Employment practices liability (EPLI)
What this clause says
The Association shall maintain employment practices liability insurance covering the Association as employer against claims by its employees and applicants arising from wrongful employment acts, including discrimination, harassment, wrongful termination, and retaliation, with limits and defense-cost provisions appropriate to the number of persons the Association employs.
What this means in plain English
Employment practices liability insurance (EPLI) covers the association, in its role as an employer, against claims brought by employees or applicants for wrongful employment acts: discrimination, harassment, wrongful termination, failure to promote, and retaliation. It typically pays defense costs, which on an employment claim are frequently the larger part of the exposure. This is distinct from directors and officers liability, which covers governance decisions, and from general liability, which covers bodily injury and property damage. Any association that directly employs an on-site manager, maintenance staff, gate or front-desk staff, or pool and grounds workers is an employer for these purposes and carries the exposure. There is no single insurance-code section that mandates EPLI for a community association; it is a best-practice coverage keyed to whether the association is an employer at all. As context, the federal Equal Employment Opportunity Commission (EEOC) is the agency that enforces the core federal anti-discrimination and anti-harassment laws that most of these claims are pleaded under.
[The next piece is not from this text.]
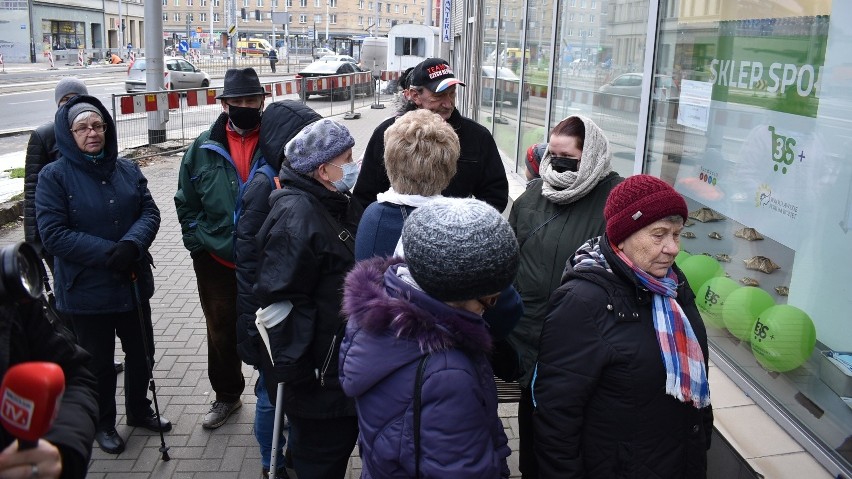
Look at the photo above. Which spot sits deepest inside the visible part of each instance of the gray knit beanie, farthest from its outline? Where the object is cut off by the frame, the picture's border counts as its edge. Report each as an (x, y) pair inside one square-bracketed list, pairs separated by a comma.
[(69, 85), (80, 108), (459, 249), (316, 144)]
What it means for an HOA board
The board's first question is factual, not about the limit: does the association directly employ anyone, or does it engage everyone through a management company or independent contractors? An association with even one direct W-2 employee has real EPLI exposure and usually should carry the coverage, because a single discrimination or wrongful-termination claim can generate defense costs that a volunteer board cannot fund from the operating budget without a special assessment. Two traps recur. First, associations that use a management company assume the exposure sits entirely with the manager, when a joint-employer theory or a directly hired maintenance worker can still name the association. Second, EPLI is sometimes assumed to be folded into the D&O policy when it is not, or is present only as a thin sublimit. Confirm whether EPLI is a standalone policy or an endorsement, read whether third-party claims (harassment or discrimination alleged by a resident or vendor, not just an employee) are included, and size the limit to the headcount rather than to a legacy default. Coverage for community associations commonly runs in the $1M to $3M range, but treat that as an illustrative band and set the limit to the size of the workforce and the defense-cost exposure, not to a fixed number.
Program notes
The specialty community-association markets will write EPLI as a standalone policy or bundle it into the management-liability or association package alongside D&O; the standalone form usually buys broader terms and a cleaner defense-cost provision. The most common gaps are a missing third-party liability extension and a sublimit too thin to fund a real defense. For associations that employ no one directly and staff entirely through a management company, confirm the management agreement and the manager's own EPLI before deciding the association can go without it, since a joint-employer claim can still reach the association.